El estado de la Ruta 197, en su trayecto entre Santa María de Oro y Croacia, resulta intransitable, implicando un verdadero peligro puesto que dicho deterioro desencadena frecuentes accidentes. En este sentido, los vecinos del lugar apuntan a las demoradas obras que en vez de mejorar el acceso, lo complican aún más.

Al respecto, Guillermo señaló a Crónica que "un mes realizan un tramo, luego no hacen nada durante mucho tiempo, y entonces lo que queda es tierra y pastizales que dificultan pasar por la ruta". Por su parte, María Esther añadió que "está todo cortado por esas supuestas mejoras. Pero lo que se ve es abandono, montañas de tierra cada vez más altas. Es una vergüenza".

Sin embargo, los habitantes de la zona tienen otro motivo de preocupación con el desarrollo de una feria que se ubica en la vereda, obstaculizando la entrada a los comercios habilitados.

Justamente una de las damnificadas es María Inés, quien dejó en claro que "yo no tengo ningún problema con los feriantes pero me molesta que se instalen en la puerta de mi local y de mi casa, porque nadie me viene a comprar. No hay regulación, se venden mercaderías no autorizadas y tampoco cuenta con baños químicos ni contenedores, lo que hace que la basura se acumule convirtiéndose en un basural".
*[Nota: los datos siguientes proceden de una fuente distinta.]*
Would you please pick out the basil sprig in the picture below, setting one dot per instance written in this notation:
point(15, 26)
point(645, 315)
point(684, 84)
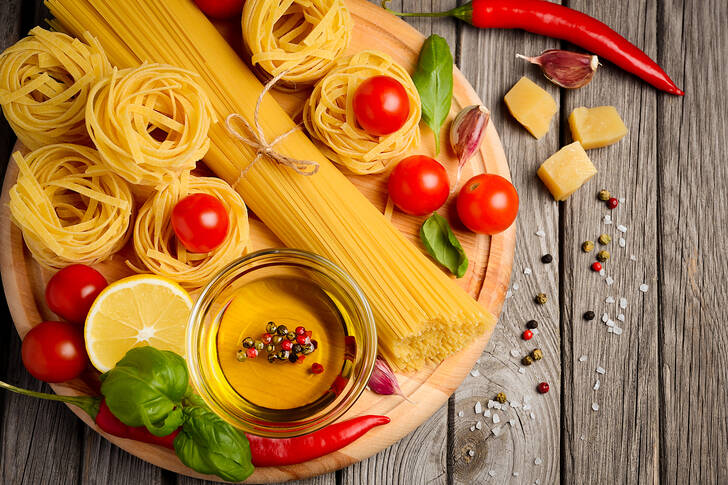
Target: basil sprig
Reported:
point(433, 79)
point(146, 389)
point(441, 243)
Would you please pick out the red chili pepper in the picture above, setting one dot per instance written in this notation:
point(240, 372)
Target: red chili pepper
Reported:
point(554, 20)
point(289, 451)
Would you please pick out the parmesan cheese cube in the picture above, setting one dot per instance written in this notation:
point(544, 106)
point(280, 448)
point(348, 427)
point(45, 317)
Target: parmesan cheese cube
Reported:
point(532, 106)
point(596, 127)
point(566, 170)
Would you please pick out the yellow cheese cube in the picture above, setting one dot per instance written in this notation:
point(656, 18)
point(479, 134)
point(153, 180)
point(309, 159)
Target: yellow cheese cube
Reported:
point(532, 106)
point(566, 170)
point(596, 127)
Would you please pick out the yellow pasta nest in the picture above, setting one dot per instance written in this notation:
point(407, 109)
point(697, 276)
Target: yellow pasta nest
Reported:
point(44, 82)
point(149, 123)
point(160, 251)
point(69, 206)
point(300, 37)
point(329, 115)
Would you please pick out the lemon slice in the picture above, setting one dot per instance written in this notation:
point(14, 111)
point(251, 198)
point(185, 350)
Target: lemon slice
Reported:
point(134, 312)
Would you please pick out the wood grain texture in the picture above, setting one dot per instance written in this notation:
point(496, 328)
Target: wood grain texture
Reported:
point(692, 216)
point(518, 445)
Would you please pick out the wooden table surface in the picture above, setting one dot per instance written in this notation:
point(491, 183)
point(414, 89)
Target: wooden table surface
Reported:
point(662, 413)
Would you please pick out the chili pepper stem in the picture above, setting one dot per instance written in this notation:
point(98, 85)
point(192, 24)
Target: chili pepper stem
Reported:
point(89, 404)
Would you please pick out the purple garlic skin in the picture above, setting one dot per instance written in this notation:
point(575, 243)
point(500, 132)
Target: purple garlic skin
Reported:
point(466, 134)
point(567, 69)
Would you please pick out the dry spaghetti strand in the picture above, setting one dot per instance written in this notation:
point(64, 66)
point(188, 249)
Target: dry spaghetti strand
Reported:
point(150, 123)
point(329, 115)
point(160, 251)
point(44, 82)
point(70, 208)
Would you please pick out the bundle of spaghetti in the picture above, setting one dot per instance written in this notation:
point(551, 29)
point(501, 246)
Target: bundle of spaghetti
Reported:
point(149, 123)
point(69, 206)
point(302, 38)
point(329, 114)
point(161, 252)
point(421, 314)
point(44, 82)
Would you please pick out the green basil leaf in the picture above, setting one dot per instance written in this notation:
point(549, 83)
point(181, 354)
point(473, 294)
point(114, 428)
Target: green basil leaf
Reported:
point(146, 389)
point(433, 79)
point(209, 445)
point(442, 245)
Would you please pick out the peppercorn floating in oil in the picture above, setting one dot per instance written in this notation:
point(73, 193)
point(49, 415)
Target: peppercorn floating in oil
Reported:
point(284, 346)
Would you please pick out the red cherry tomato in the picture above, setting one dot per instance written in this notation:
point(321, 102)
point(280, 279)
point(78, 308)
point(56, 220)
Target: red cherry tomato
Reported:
point(488, 204)
point(419, 185)
point(200, 222)
point(72, 290)
point(381, 105)
point(54, 351)
point(220, 9)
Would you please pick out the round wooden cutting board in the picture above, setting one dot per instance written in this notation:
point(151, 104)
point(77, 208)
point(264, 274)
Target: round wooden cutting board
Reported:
point(486, 280)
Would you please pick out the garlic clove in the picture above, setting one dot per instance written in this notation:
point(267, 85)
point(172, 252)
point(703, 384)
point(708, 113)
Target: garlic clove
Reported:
point(567, 69)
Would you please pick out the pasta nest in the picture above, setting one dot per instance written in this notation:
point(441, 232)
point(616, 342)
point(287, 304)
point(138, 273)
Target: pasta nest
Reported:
point(44, 82)
point(69, 206)
point(300, 37)
point(329, 115)
point(159, 250)
point(150, 123)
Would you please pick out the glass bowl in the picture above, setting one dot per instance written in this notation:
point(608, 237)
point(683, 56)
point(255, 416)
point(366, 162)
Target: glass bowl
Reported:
point(205, 369)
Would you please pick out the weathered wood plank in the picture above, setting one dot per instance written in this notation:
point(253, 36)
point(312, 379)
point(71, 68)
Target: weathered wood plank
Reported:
point(421, 456)
point(619, 442)
point(488, 62)
point(692, 217)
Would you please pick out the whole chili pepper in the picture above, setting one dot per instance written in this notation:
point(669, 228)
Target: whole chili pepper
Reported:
point(554, 20)
point(289, 451)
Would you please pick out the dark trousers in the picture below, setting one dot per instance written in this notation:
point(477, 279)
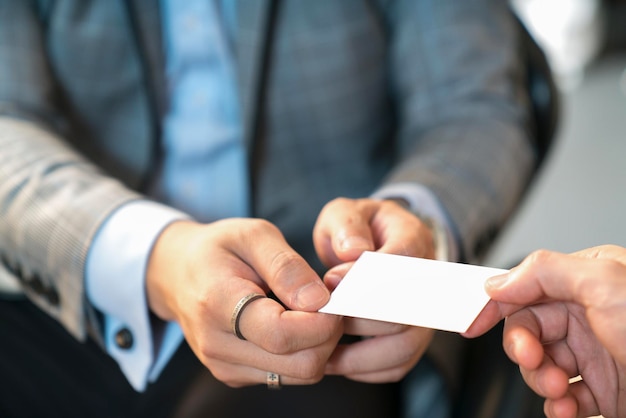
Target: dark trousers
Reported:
point(45, 372)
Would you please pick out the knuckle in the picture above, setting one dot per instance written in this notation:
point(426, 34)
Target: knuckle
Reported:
point(277, 343)
point(310, 368)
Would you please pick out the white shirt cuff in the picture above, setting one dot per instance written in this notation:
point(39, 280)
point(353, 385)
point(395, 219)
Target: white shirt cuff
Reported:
point(423, 201)
point(115, 285)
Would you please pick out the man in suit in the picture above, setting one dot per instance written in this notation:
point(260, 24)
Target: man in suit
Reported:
point(157, 170)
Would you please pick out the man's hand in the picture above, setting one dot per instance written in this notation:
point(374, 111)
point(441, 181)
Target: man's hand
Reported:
point(566, 318)
point(198, 273)
point(346, 228)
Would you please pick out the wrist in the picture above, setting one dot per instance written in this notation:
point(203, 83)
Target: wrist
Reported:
point(164, 268)
point(437, 230)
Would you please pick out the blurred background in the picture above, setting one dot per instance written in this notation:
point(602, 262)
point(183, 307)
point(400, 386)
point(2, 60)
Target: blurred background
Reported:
point(579, 198)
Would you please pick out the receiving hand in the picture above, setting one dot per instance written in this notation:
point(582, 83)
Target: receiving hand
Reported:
point(346, 228)
point(566, 318)
point(196, 276)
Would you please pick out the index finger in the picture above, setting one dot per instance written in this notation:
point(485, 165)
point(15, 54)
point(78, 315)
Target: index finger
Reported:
point(284, 271)
point(546, 275)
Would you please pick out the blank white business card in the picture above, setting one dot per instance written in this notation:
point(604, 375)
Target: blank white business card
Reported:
point(413, 291)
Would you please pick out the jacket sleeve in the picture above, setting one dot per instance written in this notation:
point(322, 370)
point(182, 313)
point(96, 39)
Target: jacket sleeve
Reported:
point(464, 126)
point(52, 199)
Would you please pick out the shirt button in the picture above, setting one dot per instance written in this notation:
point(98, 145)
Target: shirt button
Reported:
point(124, 338)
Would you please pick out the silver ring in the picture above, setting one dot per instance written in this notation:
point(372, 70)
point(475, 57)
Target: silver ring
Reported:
point(234, 318)
point(273, 381)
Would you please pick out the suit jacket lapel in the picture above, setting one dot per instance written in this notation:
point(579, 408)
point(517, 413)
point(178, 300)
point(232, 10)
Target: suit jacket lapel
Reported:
point(254, 24)
point(145, 19)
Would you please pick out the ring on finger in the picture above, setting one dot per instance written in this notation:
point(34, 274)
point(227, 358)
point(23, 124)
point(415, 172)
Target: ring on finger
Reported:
point(236, 315)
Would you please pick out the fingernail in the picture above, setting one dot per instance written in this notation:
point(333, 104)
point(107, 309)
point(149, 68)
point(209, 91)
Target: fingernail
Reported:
point(311, 296)
point(355, 243)
point(497, 282)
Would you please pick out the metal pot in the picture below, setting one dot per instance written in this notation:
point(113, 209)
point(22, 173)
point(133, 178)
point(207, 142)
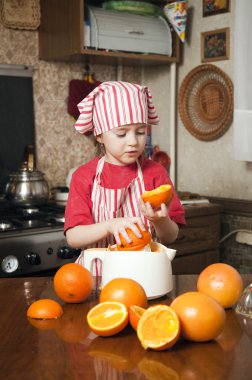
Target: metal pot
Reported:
point(27, 187)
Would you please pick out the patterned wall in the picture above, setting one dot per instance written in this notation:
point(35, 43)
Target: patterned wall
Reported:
point(59, 148)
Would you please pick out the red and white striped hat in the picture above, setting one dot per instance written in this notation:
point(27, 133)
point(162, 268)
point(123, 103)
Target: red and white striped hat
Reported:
point(113, 104)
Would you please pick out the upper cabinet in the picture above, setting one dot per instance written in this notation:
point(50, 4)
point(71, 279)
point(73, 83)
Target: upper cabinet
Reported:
point(62, 36)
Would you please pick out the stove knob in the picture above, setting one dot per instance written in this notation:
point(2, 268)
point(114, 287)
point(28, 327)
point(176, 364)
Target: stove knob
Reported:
point(65, 252)
point(33, 258)
point(77, 251)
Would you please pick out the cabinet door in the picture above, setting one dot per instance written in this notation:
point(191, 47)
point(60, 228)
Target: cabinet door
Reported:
point(61, 38)
point(195, 263)
point(199, 234)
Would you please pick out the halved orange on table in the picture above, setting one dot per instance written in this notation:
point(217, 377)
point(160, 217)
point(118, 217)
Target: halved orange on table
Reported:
point(108, 318)
point(156, 197)
point(158, 328)
point(45, 309)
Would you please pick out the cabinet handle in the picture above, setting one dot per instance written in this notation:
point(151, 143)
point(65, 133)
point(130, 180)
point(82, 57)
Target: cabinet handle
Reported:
point(181, 238)
point(138, 32)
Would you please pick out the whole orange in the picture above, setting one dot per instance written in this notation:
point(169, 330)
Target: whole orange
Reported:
point(202, 318)
point(124, 290)
point(73, 283)
point(222, 282)
point(136, 242)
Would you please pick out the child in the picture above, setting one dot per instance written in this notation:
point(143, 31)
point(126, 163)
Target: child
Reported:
point(105, 194)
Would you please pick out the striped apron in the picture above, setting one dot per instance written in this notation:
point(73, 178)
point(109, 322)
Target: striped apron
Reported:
point(114, 203)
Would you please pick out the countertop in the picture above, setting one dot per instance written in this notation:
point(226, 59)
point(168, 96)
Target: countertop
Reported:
point(66, 349)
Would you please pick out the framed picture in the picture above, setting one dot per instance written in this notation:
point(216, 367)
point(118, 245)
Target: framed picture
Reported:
point(214, 7)
point(215, 45)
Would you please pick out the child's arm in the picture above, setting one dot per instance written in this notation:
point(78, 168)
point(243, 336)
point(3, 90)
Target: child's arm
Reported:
point(82, 236)
point(165, 228)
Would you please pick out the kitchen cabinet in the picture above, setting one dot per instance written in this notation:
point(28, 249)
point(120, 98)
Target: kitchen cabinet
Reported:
point(197, 244)
point(61, 38)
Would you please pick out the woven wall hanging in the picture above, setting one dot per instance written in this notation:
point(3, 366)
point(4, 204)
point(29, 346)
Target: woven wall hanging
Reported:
point(206, 102)
point(20, 14)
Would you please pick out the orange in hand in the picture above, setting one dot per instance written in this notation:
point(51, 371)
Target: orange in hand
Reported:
point(202, 318)
point(73, 283)
point(158, 328)
point(156, 197)
point(108, 318)
point(124, 290)
point(222, 282)
point(45, 309)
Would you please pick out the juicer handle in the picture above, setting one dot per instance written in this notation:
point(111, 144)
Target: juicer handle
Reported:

Los vecinos consideraron que ambas cuestiones desencadenan sucesivos hechos de robo producto de la falta de controles en la feria como la inconclusa reparación de la Ruta 197. Los episodios más frecuentes son protagonizados por motochorros que sorprenden a automovilistas y transeúntes, mientras estos realizan malabares para desplazarse por el camino. En tanto, Inés reconoció que "muchas personas que llegan a la feria han sido víctimas de arrebatos y hasta incluso les sustrajeron baterías y otras autopartes de sus vehículos".

Sin embargo, la mujer remarcó que "hicimos varios reclamos a la municipalidad, hasta elevé una nota al intendente - Mario Ishii- y me contestaron que espere a ver qué hacen".